Whether by launching new innovative medications for patients who didn’t have a treatment choice or were not optimally treated or by making sure trusted and proven medicines reach patients at the right place and right time– we are touching people’s lives in a positive way. We understand this when we hear patient stories or feel the impact of good medication on the health of our loved ones. This is what keeps me striving for success – the ability to continuously make life better for people around me!

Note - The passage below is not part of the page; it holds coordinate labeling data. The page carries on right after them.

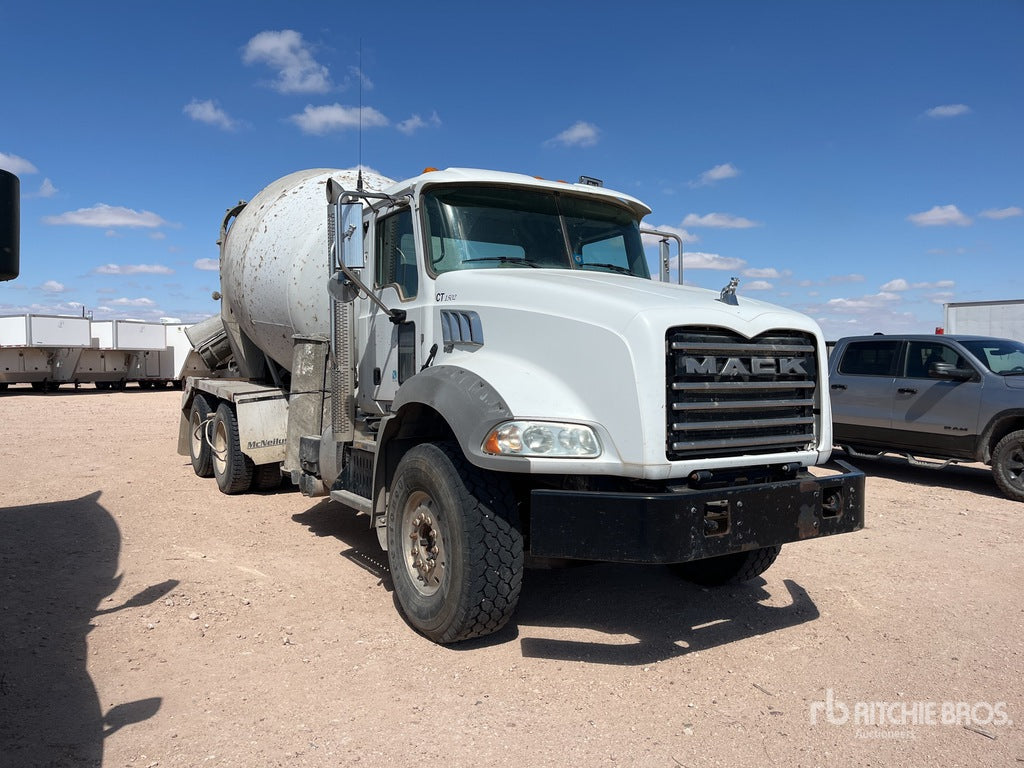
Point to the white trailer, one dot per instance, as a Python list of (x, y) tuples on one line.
[(1004, 320), (169, 365), (41, 349), (104, 364)]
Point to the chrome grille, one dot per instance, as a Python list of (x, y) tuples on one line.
[(729, 395)]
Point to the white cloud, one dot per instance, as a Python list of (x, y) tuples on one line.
[(286, 51), (896, 285), (578, 134), (719, 221), (1003, 213), (134, 302), (948, 111), (864, 303), (102, 215), (940, 216), (208, 112), (413, 124), (697, 260), (321, 120), (766, 272), (17, 166), (718, 173), (133, 269)]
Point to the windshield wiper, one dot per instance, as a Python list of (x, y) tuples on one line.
[(612, 267), (504, 260)]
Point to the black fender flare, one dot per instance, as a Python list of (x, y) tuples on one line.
[(467, 407)]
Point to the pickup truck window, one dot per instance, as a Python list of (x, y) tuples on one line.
[(1000, 356), (487, 227), (870, 358), (921, 355)]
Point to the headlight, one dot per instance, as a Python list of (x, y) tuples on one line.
[(542, 438)]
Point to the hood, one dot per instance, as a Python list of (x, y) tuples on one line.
[(613, 301)]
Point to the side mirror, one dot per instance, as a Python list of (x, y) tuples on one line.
[(10, 204), (950, 372)]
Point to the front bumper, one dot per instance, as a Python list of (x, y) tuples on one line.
[(694, 524)]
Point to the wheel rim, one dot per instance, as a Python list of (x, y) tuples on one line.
[(197, 436), (219, 446), (424, 555), (1015, 465)]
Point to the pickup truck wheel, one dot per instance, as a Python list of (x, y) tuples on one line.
[(1008, 465), (456, 559), (199, 448), (232, 469), (734, 568)]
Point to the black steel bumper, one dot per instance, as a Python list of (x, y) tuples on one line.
[(694, 524)]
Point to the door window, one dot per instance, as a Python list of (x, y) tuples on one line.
[(396, 254), (870, 358), (921, 355)]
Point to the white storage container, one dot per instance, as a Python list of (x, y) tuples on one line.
[(44, 331)]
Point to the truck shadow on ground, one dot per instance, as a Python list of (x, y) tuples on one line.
[(57, 562), (973, 478), (642, 613)]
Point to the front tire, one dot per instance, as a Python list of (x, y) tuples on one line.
[(726, 569), (232, 469), (456, 558), (1008, 465)]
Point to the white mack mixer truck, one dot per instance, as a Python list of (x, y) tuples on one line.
[(481, 365)]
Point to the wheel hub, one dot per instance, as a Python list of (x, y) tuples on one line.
[(424, 555)]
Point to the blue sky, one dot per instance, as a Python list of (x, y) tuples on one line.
[(861, 162)]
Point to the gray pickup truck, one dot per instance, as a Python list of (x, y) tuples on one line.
[(952, 398)]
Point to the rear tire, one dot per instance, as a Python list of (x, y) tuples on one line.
[(1008, 465), (456, 558), (232, 469), (726, 569), (199, 446)]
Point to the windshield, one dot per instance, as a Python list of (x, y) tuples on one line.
[(999, 355), (473, 227)]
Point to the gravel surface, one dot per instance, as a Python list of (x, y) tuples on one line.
[(146, 620)]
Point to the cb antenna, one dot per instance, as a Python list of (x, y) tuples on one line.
[(358, 177)]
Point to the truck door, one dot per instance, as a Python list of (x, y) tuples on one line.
[(935, 415), (392, 351), (861, 389)]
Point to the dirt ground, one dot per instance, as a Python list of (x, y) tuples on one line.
[(146, 620)]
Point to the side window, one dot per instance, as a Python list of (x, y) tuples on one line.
[(396, 254), (869, 358), (921, 355)]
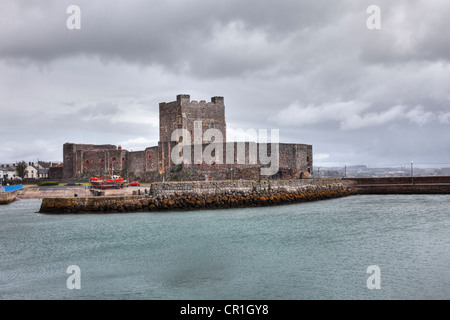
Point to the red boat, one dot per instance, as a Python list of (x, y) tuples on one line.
[(107, 182)]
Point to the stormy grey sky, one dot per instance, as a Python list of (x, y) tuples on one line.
[(311, 69)]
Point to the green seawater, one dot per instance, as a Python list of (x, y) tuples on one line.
[(317, 250)]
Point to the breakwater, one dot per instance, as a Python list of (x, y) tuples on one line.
[(401, 185), (171, 196), (8, 194)]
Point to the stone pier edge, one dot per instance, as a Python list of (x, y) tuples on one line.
[(186, 196)]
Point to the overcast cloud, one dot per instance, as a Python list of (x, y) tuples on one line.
[(309, 68)]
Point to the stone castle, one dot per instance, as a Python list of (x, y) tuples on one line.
[(155, 163)]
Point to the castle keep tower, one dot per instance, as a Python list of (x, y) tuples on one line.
[(186, 114), (210, 154)]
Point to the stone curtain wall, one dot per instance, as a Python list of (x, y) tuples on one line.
[(203, 195)]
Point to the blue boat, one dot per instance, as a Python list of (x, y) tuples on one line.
[(8, 194)]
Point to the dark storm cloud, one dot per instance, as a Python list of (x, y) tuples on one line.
[(206, 38), (310, 68)]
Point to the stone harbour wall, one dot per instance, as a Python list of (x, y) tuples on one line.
[(172, 196)]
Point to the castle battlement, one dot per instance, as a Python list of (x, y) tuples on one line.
[(80, 160)]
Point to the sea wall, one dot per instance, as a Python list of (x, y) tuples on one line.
[(203, 195), (401, 185), (8, 197)]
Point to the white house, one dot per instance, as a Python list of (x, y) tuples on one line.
[(32, 173), (9, 171)]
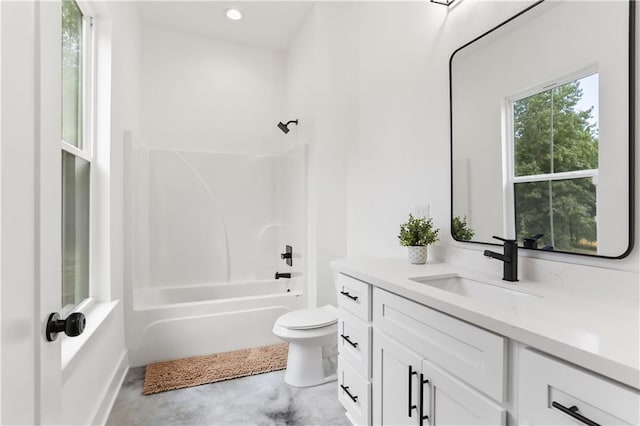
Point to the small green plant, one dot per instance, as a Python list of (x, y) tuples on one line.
[(460, 229), (418, 232)]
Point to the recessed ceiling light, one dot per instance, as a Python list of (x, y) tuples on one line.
[(233, 14)]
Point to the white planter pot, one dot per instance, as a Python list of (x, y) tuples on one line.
[(417, 254)]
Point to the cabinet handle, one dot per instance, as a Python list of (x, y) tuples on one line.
[(423, 382), (411, 373), (346, 339), (573, 412), (354, 398), (346, 293)]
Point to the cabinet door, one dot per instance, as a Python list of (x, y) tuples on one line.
[(449, 401), (396, 376)]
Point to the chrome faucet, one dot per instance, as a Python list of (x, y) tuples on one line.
[(509, 259)]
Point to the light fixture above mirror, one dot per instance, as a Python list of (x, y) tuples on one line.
[(443, 2)]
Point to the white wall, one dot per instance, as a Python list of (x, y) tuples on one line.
[(401, 154), (320, 89)]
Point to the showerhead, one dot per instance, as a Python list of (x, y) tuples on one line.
[(285, 127)]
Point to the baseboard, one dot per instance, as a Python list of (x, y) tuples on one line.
[(104, 409)]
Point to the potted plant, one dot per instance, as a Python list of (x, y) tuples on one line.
[(417, 234), (460, 229)]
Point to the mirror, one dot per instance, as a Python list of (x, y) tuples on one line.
[(541, 139)]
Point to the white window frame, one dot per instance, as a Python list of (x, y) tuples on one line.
[(88, 112), (511, 179)]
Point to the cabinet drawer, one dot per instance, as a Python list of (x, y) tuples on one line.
[(549, 387), (470, 353), (354, 392), (354, 341), (354, 296)]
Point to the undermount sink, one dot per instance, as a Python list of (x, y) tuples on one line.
[(476, 290)]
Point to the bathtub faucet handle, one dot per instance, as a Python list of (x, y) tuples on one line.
[(287, 255), (283, 275)]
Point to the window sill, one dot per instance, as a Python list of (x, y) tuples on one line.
[(71, 347)]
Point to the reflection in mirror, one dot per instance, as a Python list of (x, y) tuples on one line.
[(555, 135), (540, 130)]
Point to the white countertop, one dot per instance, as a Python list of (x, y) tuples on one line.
[(601, 337)]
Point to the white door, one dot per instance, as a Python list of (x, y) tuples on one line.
[(396, 392), (30, 217)]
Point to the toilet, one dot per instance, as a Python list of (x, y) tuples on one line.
[(308, 331)]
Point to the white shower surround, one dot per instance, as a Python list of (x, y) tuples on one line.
[(208, 229), (168, 326)]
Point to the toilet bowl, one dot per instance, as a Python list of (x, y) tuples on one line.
[(307, 331)]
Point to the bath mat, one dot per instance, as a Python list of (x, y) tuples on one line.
[(200, 370)]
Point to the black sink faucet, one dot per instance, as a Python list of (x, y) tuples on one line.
[(509, 258), (283, 275)]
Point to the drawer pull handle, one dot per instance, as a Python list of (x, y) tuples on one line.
[(573, 412), (354, 398), (346, 293), (411, 373), (346, 339), (423, 382)]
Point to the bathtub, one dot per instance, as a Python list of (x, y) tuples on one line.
[(179, 322)]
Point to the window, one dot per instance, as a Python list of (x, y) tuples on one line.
[(76, 143), (555, 165)]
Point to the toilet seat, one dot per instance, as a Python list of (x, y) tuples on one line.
[(308, 331), (309, 319)]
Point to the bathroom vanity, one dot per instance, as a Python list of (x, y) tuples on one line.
[(434, 344)]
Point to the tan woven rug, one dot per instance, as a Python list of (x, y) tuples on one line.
[(200, 370)]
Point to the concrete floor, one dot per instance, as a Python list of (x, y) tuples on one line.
[(264, 399)]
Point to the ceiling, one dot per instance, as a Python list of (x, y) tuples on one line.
[(264, 23)]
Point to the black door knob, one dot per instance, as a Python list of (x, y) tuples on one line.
[(72, 326)]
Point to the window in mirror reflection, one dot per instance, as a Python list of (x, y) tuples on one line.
[(555, 166)]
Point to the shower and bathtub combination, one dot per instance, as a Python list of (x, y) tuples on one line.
[(206, 237)]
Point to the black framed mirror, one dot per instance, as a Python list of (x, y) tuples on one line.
[(542, 130)]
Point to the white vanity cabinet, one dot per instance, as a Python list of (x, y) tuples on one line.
[(403, 363), (354, 347), (552, 392), (423, 364)]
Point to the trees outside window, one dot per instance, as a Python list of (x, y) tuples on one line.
[(555, 165)]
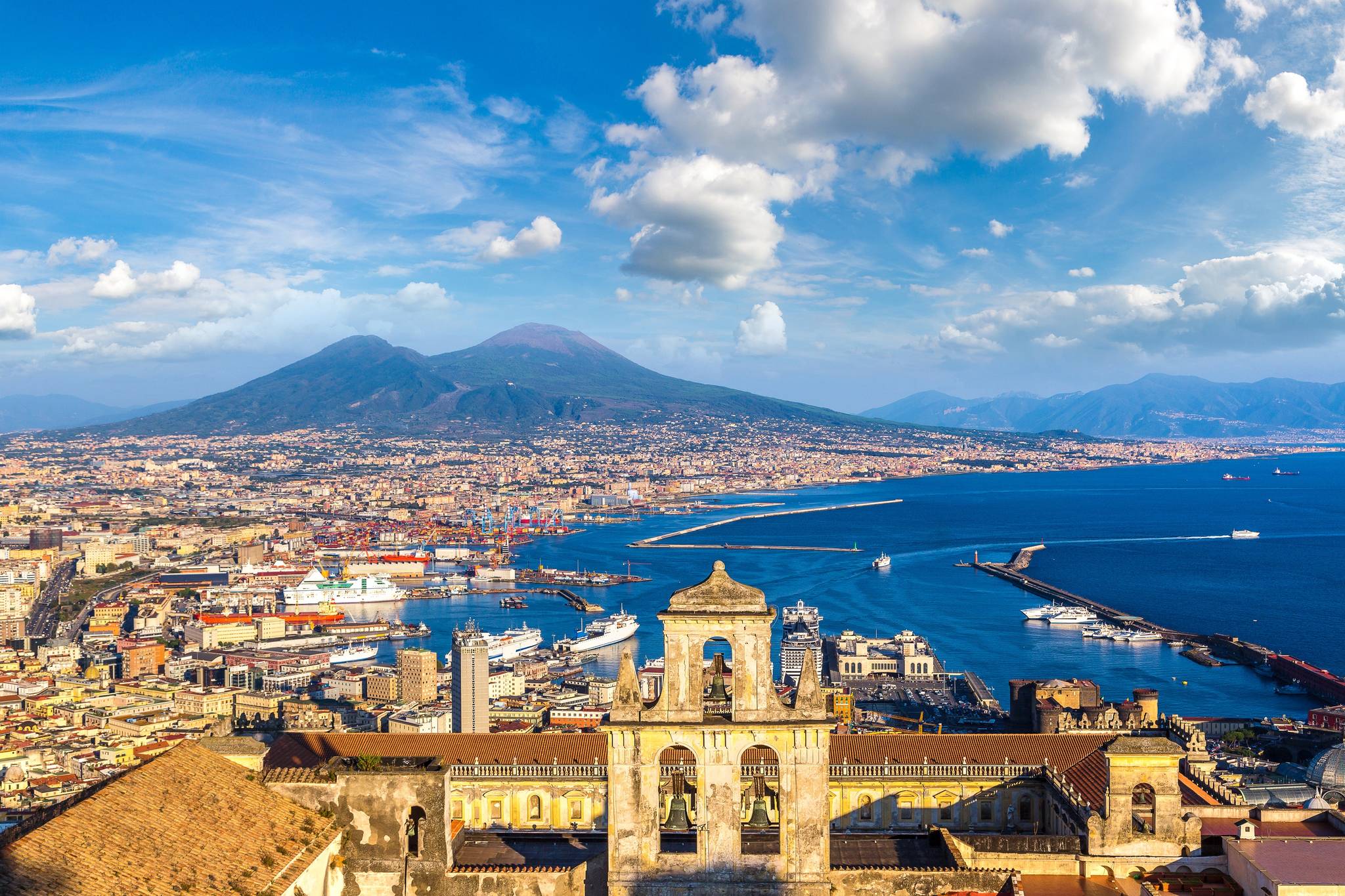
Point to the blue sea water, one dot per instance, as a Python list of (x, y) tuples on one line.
[(1147, 539)]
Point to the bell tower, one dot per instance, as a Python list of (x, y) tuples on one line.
[(718, 781)]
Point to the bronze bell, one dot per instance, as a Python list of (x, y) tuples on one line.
[(717, 691), (677, 819), (759, 816)]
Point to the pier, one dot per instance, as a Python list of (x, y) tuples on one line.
[(661, 540)]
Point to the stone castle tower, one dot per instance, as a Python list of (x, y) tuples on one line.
[(718, 782)]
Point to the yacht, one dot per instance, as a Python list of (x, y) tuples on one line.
[(1072, 617), (600, 633), (318, 589)]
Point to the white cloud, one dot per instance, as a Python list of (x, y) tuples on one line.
[(120, 282), (763, 331), (701, 219), (18, 313), (1296, 108), (542, 236), (510, 109), (81, 249), (1269, 300)]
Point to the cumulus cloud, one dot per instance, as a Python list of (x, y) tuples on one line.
[(542, 236), (79, 249), (1268, 300), (701, 219), (763, 331), (121, 282), (18, 312), (1296, 108)]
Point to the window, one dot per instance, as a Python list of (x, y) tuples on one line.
[(1142, 806)]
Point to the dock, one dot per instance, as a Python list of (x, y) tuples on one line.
[(661, 540)]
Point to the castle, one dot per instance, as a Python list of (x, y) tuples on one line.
[(720, 784)]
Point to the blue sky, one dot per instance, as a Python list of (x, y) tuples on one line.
[(839, 203)]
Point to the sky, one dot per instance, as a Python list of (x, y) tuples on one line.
[(841, 202)]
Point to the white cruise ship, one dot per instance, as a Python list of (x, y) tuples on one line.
[(600, 633), (318, 589)]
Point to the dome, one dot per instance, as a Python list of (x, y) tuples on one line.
[(1328, 769)]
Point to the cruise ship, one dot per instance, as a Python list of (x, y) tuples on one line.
[(600, 633), (317, 589)]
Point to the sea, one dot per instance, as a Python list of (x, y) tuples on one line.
[(1153, 540)]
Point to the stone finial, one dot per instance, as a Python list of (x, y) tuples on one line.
[(807, 696), (718, 593), (627, 703)]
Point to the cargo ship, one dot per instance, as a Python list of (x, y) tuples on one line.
[(317, 589), (600, 633)]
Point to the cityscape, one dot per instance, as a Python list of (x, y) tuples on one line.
[(569, 566)]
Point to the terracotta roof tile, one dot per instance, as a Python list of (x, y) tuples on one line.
[(186, 816)]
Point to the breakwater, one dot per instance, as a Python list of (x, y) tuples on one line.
[(662, 540)]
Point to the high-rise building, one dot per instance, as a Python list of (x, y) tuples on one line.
[(471, 681), (417, 675)]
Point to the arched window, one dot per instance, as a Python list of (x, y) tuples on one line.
[(1142, 809), (414, 826)]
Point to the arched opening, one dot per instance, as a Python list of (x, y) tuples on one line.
[(1142, 809), (717, 679), (759, 820), (677, 806), (414, 828)]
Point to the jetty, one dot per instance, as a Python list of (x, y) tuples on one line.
[(662, 540)]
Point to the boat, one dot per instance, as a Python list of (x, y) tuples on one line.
[(317, 589), (1072, 617), (354, 653), (600, 633), (513, 643)]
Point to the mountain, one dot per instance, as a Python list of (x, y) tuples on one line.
[(1155, 406), (61, 412), (527, 375)]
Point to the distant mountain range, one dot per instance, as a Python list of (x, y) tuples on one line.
[(529, 375), (1155, 406), (60, 412)]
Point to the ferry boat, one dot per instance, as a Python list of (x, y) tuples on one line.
[(354, 653), (600, 633), (1072, 617), (513, 643), (317, 589)]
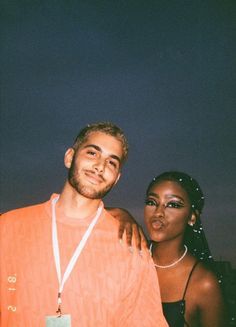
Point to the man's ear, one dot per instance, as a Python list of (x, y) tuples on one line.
[(69, 157), (117, 178), (193, 218)]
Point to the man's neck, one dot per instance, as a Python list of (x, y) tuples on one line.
[(75, 205)]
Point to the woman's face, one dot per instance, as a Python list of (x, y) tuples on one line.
[(167, 211)]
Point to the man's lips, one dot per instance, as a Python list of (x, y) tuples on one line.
[(93, 177)]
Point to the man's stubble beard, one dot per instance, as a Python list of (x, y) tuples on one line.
[(86, 191)]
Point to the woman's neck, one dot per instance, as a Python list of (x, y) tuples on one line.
[(165, 253)]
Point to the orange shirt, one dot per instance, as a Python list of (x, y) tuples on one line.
[(108, 286)]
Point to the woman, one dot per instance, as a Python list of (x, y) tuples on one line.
[(190, 292)]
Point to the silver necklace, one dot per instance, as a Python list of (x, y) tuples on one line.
[(173, 263)]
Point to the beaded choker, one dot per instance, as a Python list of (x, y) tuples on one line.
[(173, 263)]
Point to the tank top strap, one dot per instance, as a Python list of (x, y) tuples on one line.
[(189, 277)]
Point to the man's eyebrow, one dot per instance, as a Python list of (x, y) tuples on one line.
[(96, 147)]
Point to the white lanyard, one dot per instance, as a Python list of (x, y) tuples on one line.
[(77, 252)]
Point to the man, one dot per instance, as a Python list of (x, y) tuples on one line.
[(61, 263)]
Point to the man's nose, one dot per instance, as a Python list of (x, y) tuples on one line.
[(99, 165)]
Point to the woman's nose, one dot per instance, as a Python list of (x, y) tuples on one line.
[(160, 210)]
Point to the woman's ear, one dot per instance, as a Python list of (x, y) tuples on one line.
[(69, 157), (193, 218)]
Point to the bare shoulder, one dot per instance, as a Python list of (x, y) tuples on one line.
[(205, 280)]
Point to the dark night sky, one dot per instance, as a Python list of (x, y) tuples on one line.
[(164, 71)]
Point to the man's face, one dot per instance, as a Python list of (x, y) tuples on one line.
[(95, 167)]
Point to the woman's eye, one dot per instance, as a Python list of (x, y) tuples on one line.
[(91, 153), (150, 202), (113, 163), (174, 205)]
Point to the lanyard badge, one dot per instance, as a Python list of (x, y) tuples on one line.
[(75, 256)]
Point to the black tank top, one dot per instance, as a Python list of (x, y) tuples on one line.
[(174, 311)]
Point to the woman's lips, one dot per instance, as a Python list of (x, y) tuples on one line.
[(157, 224)]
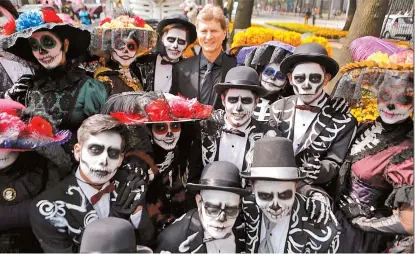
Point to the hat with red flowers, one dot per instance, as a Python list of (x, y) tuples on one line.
[(21, 130), (152, 107), (18, 31)]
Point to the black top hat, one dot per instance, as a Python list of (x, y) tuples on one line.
[(220, 175), (241, 77), (310, 52), (273, 160), (178, 19)]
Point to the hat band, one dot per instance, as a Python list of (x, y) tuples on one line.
[(275, 172), (220, 183)]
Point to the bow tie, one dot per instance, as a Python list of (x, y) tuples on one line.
[(313, 109), (95, 198), (234, 131)]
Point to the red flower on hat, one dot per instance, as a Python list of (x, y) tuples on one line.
[(50, 16)]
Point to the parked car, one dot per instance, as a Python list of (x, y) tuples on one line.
[(398, 27)]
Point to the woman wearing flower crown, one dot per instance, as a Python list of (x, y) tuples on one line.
[(58, 86), (119, 42), (375, 196), (23, 173)]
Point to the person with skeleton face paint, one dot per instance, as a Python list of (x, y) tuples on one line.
[(378, 171), (175, 34), (24, 173), (266, 60), (58, 86), (320, 127), (210, 227), (98, 189), (284, 220), (119, 42)]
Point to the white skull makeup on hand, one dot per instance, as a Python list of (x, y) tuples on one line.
[(239, 106), (272, 78), (308, 81), (175, 42), (218, 211), (47, 48), (395, 100), (166, 135), (7, 158), (124, 51), (275, 198), (100, 156)]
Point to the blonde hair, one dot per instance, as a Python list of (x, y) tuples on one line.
[(211, 12)]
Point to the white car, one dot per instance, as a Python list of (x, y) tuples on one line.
[(397, 27)]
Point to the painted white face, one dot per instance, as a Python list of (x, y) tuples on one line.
[(239, 106), (124, 51), (166, 135), (308, 81), (175, 42), (272, 78), (100, 156), (218, 211), (7, 158), (395, 100), (275, 198), (47, 48)]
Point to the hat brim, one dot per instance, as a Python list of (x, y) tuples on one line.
[(331, 66), (259, 90), (190, 27), (198, 187), (18, 45)]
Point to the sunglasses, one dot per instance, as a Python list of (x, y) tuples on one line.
[(215, 211)]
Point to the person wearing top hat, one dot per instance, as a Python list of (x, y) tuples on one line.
[(210, 227), (284, 220), (175, 34), (320, 128)]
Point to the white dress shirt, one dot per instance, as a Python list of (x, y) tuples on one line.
[(303, 119), (232, 147), (162, 77), (102, 207), (278, 233)]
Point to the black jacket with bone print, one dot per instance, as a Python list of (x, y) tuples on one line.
[(328, 137)]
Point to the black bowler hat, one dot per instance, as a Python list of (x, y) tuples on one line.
[(178, 19), (310, 52), (241, 77), (273, 160), (220, 175)]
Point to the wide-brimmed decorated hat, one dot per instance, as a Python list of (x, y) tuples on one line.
[(310, 52), (154, 107), (18, 31), (273, 159), (21, 130), (178, 19), (220, 175), (125, 26)]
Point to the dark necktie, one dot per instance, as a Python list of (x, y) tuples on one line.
[(95, 198), (313, 109), (206, 85)]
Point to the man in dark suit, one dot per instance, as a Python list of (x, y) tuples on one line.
[(210, 227)]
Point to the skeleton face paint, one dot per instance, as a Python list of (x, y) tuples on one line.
[(395, 100), (239, 106), (166, 135), (100, 156), (124, 51), (308, 81), (47, 48), (175, 42), (275, 198), (7, 158), (218, 211), (272, 78)]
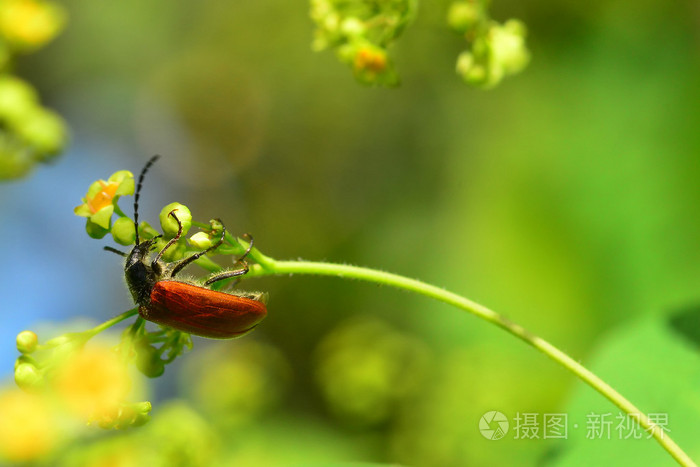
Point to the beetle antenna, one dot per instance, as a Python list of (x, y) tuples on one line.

I have experienced this personally in my previous capacity as Gulf country manager for Pfizer (we did not have Upjohn at this point). The Ministry of Health and Prevention’s efforts to fast track registration in the country and the milestone of registering medicines in UAE in some cases immediately following Food and Drug Administration (FDA) approval are incredible. Back then, we worked with the Ministry to bring an antibiotic for the treatment of patients with multiple drug resistance. Having explained how incredible this product was, we were able to register it in the UAE as the first country in the Middle East. Three months later, my mother was diagnosed with a respiratory issue and she was admitted to hospital in Egypt; however, within one month she developed multiple drug resistance. Sending her this medicine from UAE helped her to live for another six months. This is what I dream of accomplishing every day for patients all over the world who do not have access to essential and lifesaving medicines.